Re^2: rowspan vals in Excel SS are not interpreted by ParseExcel::Simple
by misterperl (Friar) on Feb 09, 2017 at 15:26 UTC
    ..oddly enough, after pushing the value into the {Val} and {_Value} fields, I figured I was good to go. But I then used:
    my @row=$page->next_row;
    and all of the vals I propagated in are missing.

    Yet if I inspect the cell Val at the row and col, they are all correct.

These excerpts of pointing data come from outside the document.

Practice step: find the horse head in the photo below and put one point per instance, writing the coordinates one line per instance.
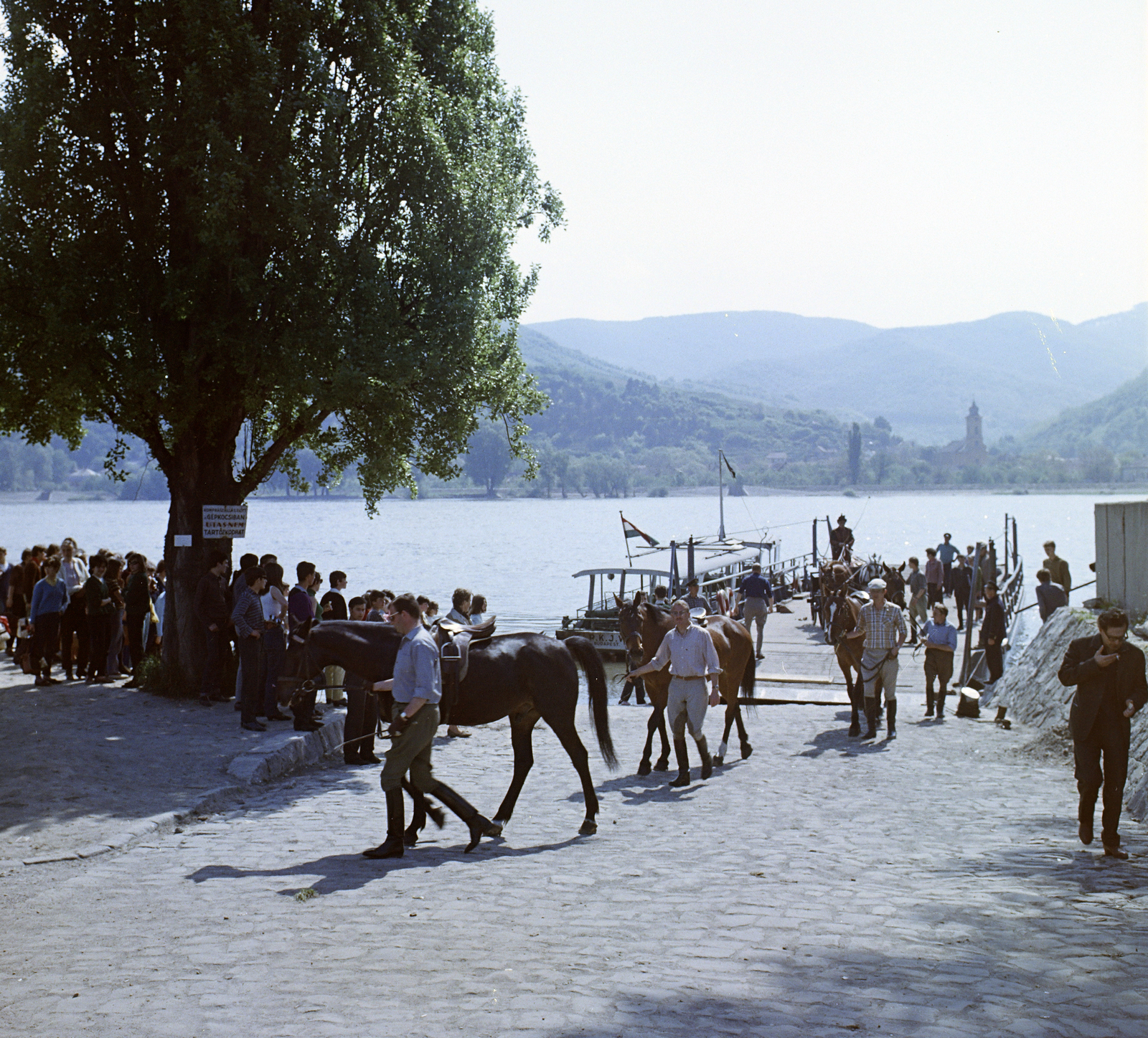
(629, 626)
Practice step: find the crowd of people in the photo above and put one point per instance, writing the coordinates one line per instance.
(98, 615)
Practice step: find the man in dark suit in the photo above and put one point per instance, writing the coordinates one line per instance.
(1109, 675)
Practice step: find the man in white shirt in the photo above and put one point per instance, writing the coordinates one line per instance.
(692, 656)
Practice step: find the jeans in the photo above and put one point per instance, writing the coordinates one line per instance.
(275, 652)
(250, 650)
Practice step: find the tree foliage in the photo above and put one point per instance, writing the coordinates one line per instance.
(223, 218)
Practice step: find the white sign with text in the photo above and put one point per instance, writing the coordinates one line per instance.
(224, 520)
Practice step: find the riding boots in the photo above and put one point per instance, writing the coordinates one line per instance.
(683, 764)
(393, 846)
(707, 763)
(476, 822)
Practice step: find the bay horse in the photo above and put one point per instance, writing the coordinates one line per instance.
(643, 626)
(524, 676)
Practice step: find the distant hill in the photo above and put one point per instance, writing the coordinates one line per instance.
(597, 408)
(1119, 420)
(1021, 368)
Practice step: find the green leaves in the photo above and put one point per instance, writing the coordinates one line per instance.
(291, 220)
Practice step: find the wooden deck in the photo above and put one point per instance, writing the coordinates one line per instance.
(801, 667)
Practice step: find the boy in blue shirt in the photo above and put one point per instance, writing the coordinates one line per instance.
(939, 638)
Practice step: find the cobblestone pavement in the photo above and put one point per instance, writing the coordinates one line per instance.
(927, 887)
(85, 763)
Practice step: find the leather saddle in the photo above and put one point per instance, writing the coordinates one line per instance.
(453, 642)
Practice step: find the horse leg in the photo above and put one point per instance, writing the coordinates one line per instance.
(723, 747)
(743, 736)
(568, 735)
(663, 764)
(522, 728)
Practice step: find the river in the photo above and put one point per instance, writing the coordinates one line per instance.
(522, 552)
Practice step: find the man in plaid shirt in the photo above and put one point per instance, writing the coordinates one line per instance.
(882, 626)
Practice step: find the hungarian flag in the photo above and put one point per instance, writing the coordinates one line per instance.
(631, 531)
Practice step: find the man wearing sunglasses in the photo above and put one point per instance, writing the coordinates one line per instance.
(1109, 675)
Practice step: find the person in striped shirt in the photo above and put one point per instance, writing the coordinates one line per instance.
(882, 626)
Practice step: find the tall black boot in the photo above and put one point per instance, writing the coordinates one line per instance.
(476, 822)
(707, 764)
(393, 845)
(683, 764)
(1086, 813)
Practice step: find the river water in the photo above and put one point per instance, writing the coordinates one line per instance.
(522, 552)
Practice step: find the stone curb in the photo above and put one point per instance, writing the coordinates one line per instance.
(258, 765)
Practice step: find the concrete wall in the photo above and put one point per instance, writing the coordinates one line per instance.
(1037, 697)
(1122, 554)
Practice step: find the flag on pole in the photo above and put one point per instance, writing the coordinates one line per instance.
(631, 531)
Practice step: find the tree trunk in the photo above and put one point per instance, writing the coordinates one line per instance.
(204, 477)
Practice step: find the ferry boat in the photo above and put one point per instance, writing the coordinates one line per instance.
(718, 565)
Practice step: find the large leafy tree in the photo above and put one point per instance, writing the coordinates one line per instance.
(275, 223)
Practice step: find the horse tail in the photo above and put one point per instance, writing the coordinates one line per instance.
(585, 655)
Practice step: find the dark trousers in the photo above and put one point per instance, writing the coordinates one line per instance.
(938, 667)
(250, 652)
(361, 724)
(275, 652)
(994, 661)
(962, 604)
(45, 640)
(99, 634)
(75, 626)
(133, 632)
(212, 675)
(1108, 739)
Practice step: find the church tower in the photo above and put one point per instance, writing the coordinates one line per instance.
(974, 437)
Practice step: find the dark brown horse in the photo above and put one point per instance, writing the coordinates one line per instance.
(525, 676)
(643, 626)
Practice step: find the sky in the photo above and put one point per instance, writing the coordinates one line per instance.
(898, 164)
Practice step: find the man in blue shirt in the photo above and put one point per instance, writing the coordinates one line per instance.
(416, 690)
(947, 555)
(939, 638)
(757, 600)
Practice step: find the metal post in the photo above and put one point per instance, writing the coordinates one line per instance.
(721, 509)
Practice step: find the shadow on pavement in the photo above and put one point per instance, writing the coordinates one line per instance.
(354, 872)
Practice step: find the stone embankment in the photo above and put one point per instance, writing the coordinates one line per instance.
(1037, 697)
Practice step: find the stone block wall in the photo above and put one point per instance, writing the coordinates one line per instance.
(1037, 697)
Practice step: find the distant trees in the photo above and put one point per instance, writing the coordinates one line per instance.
(855, 454)
(488, 458)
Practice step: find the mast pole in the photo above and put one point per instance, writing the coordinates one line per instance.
(721, 502)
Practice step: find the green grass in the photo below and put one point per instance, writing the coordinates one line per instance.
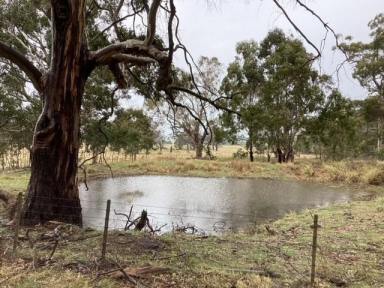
(351, 250)
(351, 239)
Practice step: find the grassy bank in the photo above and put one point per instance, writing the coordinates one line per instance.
(351, 240)
(351, 253)
(182, 163)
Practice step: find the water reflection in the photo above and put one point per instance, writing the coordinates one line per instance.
(206, 203)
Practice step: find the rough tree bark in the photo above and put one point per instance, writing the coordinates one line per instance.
(52, 190)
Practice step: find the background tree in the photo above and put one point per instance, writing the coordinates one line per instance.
(337, 128)
(64, 26)
(131, 131)
(368, 58)
(242, 85)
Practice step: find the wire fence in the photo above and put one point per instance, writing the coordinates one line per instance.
(123, 220)
(314, 255)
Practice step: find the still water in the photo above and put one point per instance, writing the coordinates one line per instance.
(209, 204)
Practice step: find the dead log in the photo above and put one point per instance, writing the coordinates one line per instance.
(142, 221)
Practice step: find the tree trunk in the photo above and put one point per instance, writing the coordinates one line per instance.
(199, 151)
(280, 156)
(251, 158)
(52, 191)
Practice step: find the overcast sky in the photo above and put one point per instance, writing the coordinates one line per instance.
(213, 27)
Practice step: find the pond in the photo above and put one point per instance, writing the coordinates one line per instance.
(209, 204)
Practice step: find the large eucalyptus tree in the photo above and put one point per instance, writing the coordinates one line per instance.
(52, 190)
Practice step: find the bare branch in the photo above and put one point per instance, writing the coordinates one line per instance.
(132, 47)
(151, 27)
(298, 30)
(23, 63)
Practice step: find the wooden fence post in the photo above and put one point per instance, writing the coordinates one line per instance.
(17, 222)
(314, 249)
(105, 236)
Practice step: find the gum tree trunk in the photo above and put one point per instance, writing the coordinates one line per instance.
(52, 190)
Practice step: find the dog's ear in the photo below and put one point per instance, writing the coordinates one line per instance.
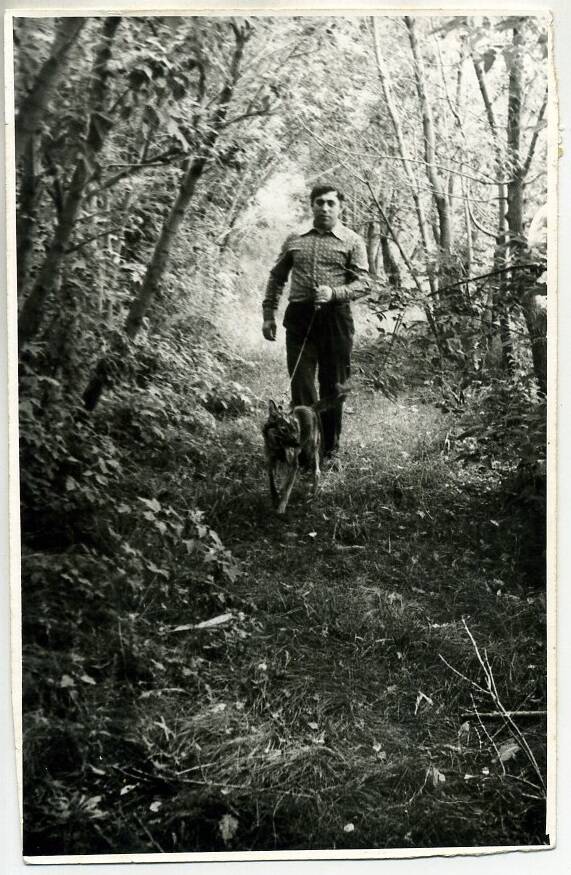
(342, 389)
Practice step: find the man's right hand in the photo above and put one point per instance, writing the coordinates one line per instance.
(269, 329)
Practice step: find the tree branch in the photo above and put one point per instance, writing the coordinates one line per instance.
(533, 144)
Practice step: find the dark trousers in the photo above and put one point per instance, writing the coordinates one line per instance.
(327, 353)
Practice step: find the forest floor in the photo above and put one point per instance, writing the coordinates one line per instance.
(332, 702)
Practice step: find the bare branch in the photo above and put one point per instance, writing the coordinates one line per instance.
(533, 144)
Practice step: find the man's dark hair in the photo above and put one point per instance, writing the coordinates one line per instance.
(324, 188)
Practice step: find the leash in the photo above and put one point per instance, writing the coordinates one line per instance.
(305, 339)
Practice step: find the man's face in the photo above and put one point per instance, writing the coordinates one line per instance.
(326, 208)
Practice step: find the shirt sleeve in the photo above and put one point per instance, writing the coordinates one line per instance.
(277, 280)
(359, 283)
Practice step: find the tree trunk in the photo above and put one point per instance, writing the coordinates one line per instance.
(33, 106)
(26, 220)
(498, 298)
(109, 366)
(372, 247)
(532, 304)
(390, 104)
(31, 314)
(438, 187)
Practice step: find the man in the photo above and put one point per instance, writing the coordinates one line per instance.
(329, 268)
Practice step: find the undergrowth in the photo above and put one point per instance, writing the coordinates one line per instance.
(202, 676)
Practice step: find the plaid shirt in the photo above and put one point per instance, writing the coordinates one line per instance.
(336, 258)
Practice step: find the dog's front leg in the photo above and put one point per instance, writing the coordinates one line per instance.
(286, 492)
(316, 472)
(273, 488)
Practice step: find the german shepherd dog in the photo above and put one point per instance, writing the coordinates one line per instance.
(293, 436)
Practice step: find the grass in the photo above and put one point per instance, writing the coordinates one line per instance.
(321, 713)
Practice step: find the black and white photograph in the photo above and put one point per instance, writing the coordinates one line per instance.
(279, 320)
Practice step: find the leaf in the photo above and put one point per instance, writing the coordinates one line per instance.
(228, 827)
(422, 698)
(508, 750)
(152, 503)
(435, 776)
(488, 59)
(220, 620)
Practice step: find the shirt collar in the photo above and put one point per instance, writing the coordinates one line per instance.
(339, 230)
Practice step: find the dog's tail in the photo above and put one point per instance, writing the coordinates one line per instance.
(341, 392)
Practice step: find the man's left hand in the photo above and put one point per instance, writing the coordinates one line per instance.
(323, 294)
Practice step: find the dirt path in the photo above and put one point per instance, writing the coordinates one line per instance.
(352, 730)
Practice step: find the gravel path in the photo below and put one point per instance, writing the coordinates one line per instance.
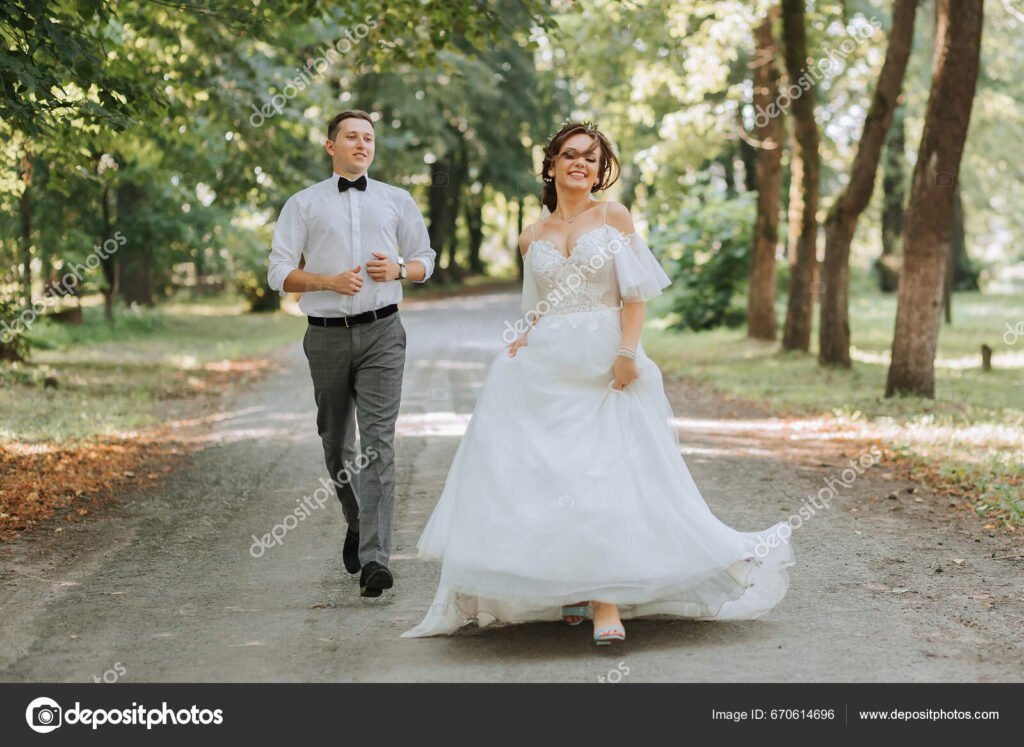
(164, 587)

So I had to manually push values into the array:

    for ( my $c=0; $c<=$maxCol; $c++ ) { next if $row[$c] =~ /./; $row[$c]=$page->{sheet}->[$row]->[$c]->{Val}; }
    Sure didn't expect that! * * * Followup- not sure why I was seeing that- but now everything is behaving without that step.. YAY thanks guys you were all a great help.
      See also previous explanation:

      The perl module uses the function Value() to retrieve the value from the variable {_Value}. So setting {Val} will not work with next_row().

      sub next_row { map { $_ ? $_->Value : "" } @{$_[0]->{sheet}->{Cells} }

      Now, because a spanned cell COULD hold a value() BEFORE spanning (usually empty, but not necessarily), you will get that value() instead of the spanned value...

      spanning is like mounting a drive over a directory that may already hold files.... but it works now, congrats!